Mas ainda não acabou. CasaPound é o “Teatro não conforme Filippo Tommaso Marinetti”. É livrarias: “Testa di Ferro”, “Santabarbara”, “Spazio Lacerba”, para mencionar só os primeiros nomes que vêm à mente. É cervejaria, círculos de tempo livre, pub (ah, mais cedo ou mais tarde terei que escrever acerca da metafísica do Cutty Sark…). É Radio Bandiera Nera, uma rádio on-line 24 horas por dia, com redacções nas cidades de Arezzo, Bari, Bergamo, Bologna, Bolzano, Brescia, Cagliari, Firenze, Genova, L’Aquila, Lamezia, Latina, Lucca, Milano, Napoli, Padova, Palermo, Piacenza, Roma, Salerno, La Spezia, Torino, Trieste, Verbania, Verona, na região Umbria, na Valle Seriana e ainda na Grécia, Holanda, Canadá, França e até… China.

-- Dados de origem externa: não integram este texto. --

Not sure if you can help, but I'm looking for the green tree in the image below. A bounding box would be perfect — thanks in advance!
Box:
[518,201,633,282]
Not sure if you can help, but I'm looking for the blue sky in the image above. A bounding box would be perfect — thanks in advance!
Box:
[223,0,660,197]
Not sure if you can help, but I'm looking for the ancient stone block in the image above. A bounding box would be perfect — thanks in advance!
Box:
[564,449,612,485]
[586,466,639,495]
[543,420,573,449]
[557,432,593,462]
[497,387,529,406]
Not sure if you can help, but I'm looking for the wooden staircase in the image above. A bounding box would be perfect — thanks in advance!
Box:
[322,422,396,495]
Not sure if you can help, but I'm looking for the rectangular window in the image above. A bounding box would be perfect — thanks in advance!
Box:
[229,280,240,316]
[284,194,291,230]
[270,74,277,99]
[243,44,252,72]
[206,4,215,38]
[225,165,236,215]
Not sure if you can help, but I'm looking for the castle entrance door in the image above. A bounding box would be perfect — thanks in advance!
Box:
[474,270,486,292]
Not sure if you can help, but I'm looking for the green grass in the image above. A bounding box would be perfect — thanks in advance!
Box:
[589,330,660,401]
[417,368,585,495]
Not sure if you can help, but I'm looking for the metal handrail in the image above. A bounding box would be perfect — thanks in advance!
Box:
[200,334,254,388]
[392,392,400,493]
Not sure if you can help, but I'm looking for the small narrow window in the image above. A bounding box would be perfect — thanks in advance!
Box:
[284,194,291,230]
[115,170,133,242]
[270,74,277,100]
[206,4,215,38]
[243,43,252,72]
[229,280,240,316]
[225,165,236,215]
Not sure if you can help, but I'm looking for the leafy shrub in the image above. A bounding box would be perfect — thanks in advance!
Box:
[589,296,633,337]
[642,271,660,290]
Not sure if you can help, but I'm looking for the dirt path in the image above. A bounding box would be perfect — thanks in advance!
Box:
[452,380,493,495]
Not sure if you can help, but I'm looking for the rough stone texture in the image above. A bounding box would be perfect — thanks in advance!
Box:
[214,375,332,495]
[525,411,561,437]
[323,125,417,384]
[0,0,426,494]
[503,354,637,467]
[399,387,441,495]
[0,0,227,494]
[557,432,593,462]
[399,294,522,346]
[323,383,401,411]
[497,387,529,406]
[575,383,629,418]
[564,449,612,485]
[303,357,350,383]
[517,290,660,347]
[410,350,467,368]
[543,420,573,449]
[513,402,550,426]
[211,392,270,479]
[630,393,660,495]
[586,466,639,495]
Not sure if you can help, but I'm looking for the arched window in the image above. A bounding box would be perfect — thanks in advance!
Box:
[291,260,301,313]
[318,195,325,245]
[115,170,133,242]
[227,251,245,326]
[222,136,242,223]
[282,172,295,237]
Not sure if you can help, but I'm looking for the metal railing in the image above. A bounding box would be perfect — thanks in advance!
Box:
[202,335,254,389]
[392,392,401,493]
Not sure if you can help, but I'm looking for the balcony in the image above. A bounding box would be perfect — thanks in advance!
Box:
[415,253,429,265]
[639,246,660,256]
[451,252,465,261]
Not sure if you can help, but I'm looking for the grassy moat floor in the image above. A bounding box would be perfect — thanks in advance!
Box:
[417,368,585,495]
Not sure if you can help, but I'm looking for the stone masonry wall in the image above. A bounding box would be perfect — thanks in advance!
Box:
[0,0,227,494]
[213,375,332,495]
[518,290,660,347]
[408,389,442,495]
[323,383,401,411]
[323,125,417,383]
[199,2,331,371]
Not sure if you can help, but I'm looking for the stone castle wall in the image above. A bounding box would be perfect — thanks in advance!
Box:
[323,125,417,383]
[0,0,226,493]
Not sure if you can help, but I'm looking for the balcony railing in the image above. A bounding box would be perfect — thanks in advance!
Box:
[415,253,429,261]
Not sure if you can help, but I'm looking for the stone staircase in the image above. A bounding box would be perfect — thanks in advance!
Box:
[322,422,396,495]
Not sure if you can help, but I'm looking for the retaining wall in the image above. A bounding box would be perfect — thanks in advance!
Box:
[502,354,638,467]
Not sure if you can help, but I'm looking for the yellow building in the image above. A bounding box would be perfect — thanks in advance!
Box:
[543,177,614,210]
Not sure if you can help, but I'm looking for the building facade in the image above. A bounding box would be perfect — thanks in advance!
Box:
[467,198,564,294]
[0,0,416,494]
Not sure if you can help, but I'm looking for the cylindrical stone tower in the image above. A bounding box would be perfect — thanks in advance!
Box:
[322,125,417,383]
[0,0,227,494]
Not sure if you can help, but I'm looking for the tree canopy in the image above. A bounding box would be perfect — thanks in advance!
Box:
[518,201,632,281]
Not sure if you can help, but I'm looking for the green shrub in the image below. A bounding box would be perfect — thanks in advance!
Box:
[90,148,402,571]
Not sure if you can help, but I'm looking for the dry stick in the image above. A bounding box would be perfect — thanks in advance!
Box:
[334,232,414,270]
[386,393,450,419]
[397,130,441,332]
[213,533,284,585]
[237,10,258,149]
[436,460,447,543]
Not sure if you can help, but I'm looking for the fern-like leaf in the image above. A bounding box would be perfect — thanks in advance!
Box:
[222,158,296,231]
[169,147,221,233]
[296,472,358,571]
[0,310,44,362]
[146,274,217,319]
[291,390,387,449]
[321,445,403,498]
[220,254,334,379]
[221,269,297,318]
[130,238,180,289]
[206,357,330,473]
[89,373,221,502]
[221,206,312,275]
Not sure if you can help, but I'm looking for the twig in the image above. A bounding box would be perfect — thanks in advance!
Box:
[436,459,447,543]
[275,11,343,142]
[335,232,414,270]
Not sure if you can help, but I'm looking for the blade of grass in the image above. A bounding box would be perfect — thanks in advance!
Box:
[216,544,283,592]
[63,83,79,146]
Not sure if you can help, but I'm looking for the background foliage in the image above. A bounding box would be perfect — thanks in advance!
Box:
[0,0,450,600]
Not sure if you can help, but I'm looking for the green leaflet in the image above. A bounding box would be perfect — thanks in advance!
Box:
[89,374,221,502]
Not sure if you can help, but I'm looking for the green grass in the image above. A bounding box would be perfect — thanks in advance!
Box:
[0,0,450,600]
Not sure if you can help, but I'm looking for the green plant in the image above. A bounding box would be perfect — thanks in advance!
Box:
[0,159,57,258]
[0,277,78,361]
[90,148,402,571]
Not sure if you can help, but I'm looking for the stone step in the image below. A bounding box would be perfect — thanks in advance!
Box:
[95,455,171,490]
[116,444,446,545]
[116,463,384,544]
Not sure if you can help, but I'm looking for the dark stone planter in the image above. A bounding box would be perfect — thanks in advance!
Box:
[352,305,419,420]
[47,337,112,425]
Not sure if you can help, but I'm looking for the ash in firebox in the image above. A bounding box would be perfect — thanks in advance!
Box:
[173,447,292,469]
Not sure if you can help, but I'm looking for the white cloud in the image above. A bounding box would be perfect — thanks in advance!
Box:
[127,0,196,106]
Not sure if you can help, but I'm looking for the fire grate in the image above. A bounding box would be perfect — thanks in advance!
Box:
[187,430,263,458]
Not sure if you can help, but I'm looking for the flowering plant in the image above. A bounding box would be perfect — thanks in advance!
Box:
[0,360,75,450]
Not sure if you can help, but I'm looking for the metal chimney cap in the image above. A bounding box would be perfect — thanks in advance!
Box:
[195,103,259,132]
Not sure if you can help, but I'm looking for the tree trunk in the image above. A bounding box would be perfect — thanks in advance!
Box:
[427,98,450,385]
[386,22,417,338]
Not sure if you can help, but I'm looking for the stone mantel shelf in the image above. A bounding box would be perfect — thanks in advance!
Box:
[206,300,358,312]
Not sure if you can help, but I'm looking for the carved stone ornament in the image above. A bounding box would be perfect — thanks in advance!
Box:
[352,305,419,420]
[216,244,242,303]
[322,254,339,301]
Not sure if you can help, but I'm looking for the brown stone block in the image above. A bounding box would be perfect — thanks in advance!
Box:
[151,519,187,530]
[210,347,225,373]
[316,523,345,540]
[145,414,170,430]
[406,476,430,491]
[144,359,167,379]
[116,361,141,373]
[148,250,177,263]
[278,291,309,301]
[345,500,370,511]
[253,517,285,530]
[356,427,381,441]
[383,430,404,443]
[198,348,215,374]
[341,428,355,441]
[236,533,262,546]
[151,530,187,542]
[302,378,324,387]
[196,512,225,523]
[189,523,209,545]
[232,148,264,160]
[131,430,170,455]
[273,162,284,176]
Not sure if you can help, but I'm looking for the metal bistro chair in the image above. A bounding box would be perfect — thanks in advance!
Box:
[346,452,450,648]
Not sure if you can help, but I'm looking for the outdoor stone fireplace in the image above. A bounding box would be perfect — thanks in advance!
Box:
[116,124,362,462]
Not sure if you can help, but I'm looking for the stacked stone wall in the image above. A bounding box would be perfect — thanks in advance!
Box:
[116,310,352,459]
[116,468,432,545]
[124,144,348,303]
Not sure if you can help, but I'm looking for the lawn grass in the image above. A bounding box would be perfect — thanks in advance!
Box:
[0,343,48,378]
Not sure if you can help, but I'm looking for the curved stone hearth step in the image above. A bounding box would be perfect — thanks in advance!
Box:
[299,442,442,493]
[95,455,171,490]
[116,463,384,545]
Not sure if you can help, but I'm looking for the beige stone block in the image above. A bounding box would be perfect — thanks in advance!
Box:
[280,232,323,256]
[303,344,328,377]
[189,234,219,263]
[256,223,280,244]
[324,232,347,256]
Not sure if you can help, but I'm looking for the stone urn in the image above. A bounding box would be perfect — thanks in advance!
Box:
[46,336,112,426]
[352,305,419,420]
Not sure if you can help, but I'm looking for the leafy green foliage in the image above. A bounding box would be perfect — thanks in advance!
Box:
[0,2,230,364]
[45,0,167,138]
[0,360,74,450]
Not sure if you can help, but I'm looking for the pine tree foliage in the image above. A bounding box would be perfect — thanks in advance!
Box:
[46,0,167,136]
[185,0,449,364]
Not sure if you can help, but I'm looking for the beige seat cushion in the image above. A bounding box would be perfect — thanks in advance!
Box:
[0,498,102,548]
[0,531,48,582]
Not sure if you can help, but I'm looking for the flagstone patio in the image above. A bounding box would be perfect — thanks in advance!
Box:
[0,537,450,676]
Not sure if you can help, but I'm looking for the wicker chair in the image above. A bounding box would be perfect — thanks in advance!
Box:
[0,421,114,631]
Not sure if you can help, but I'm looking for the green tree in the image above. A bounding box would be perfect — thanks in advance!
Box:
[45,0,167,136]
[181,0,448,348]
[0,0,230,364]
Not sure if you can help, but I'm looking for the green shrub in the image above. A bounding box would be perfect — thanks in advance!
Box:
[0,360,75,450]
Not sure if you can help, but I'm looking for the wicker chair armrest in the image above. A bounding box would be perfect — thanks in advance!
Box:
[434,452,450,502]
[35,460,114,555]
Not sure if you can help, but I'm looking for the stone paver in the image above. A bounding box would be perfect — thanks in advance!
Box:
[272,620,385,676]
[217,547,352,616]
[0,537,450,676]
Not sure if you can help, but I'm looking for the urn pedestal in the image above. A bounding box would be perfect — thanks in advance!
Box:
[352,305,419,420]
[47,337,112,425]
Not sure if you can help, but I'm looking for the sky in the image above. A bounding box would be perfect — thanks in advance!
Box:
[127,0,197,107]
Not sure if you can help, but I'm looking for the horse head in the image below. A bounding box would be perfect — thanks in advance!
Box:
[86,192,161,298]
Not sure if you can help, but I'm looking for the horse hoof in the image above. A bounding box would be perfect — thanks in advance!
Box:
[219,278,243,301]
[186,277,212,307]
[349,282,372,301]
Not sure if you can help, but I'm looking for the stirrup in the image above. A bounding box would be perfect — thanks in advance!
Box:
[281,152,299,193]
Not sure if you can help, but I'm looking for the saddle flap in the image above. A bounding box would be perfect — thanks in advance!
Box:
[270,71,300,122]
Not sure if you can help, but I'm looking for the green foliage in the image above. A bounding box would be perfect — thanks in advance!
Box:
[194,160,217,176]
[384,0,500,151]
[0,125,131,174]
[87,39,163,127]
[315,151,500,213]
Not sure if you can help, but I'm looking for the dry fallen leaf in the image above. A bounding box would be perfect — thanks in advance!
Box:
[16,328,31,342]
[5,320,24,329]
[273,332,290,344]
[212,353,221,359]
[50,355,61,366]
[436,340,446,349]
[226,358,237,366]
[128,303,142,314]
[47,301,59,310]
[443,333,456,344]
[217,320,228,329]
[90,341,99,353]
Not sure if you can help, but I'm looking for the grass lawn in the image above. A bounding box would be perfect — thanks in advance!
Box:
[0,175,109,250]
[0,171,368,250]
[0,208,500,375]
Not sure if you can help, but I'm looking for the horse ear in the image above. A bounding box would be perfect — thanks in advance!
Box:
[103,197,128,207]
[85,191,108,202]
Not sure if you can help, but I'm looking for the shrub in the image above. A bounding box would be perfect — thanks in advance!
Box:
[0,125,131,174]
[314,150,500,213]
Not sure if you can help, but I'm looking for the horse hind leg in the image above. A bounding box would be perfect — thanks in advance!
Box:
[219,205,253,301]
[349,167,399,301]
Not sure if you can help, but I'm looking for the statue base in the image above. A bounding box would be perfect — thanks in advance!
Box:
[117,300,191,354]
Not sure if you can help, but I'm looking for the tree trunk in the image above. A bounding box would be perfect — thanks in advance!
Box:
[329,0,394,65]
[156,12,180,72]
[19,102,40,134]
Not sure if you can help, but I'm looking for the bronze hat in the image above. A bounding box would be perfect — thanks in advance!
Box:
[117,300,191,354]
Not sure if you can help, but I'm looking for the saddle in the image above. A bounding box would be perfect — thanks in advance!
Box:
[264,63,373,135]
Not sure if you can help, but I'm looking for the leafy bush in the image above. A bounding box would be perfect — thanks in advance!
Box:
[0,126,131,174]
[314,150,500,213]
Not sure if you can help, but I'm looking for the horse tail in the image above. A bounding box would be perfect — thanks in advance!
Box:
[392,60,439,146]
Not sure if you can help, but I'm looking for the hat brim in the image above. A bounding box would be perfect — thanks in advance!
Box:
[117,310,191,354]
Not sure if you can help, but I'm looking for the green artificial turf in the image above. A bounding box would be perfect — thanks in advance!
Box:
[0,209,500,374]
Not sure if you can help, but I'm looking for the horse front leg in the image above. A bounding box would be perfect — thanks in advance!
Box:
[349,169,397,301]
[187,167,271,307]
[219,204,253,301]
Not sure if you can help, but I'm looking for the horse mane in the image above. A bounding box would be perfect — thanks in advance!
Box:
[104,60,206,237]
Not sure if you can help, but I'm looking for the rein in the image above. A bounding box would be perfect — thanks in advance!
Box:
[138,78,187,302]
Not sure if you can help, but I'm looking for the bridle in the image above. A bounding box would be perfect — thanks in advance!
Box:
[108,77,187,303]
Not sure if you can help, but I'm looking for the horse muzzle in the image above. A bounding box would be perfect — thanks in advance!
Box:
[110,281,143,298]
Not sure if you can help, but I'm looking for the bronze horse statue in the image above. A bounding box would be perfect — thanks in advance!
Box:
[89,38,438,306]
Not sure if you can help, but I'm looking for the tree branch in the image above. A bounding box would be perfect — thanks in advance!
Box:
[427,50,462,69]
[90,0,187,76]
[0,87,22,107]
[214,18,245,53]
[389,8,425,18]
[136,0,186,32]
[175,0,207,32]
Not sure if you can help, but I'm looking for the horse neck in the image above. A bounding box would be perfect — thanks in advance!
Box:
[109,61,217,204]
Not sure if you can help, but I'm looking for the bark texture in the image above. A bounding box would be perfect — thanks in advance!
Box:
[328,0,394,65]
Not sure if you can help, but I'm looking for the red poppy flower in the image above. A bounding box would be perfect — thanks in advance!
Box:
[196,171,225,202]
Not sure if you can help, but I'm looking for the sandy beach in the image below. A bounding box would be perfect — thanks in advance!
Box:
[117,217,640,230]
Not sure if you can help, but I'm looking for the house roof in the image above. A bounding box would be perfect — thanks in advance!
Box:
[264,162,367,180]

E mais a batalha para o mútuo social e contra a emergência habitacional.
E mais as famílias italianas às quais é oferecido um lar em condições dignas e decorosas.
E mais a ajuda à Comunidade “Popoli”, empenhada na Birmânia ao lado do povo Karen e contra os narcotraficantes locais.
E mais a distribuição gratuita de pão e leite às famílias em dificuldade.
E mais as doações de sangue.
E mais a angariação de fundos para hospitais e organizações humanitárias.

E mais…

E mais?

Diz: “Não te esqueceste de nada? Não pintaste um quadro demasiado cor-de-rosa? E a violência?”. É verdade, questão chata a violência. Aquela exercida contra um povo privado de si mesmo. Aquela dos bancos, dos usurários, dos especuladores imobiliários. Aquela dos que te despojam da casa, da saúde, da dignidade, aquela das periferias multirracistas, onde a polis morre cada dia nos guetoficadores [ghettifici em italiano é uma palavra inventada que quer dizer “fabricador de guetos”] construídos para perpetuar o feio. Aquela aborrecida dos filhos mimados, gordos, deprimidos de um mundo que não tem mais nada para ensinar. Aquelas das máfias que construíram e subvencionaram a República. Aquela dos bombardeamentos terapêuticos, dos massacres humanitários, dos embargos democráticos. É para justificar esta eterna culpa que se instrumentalizam meros factos de crónica, que se inverte a responsabilidade de agressores e agredidos, que se deturpam os factos, disparando contra o alvo mais simples: porque jovem, sem protectores, porque desligado dos centros do poder. Porque belo, livre, rebelde. Tanto que causa inveja.

Adriano Scianca
in "Il Fondo Magazine", edição de 17 de Novembro de 2008.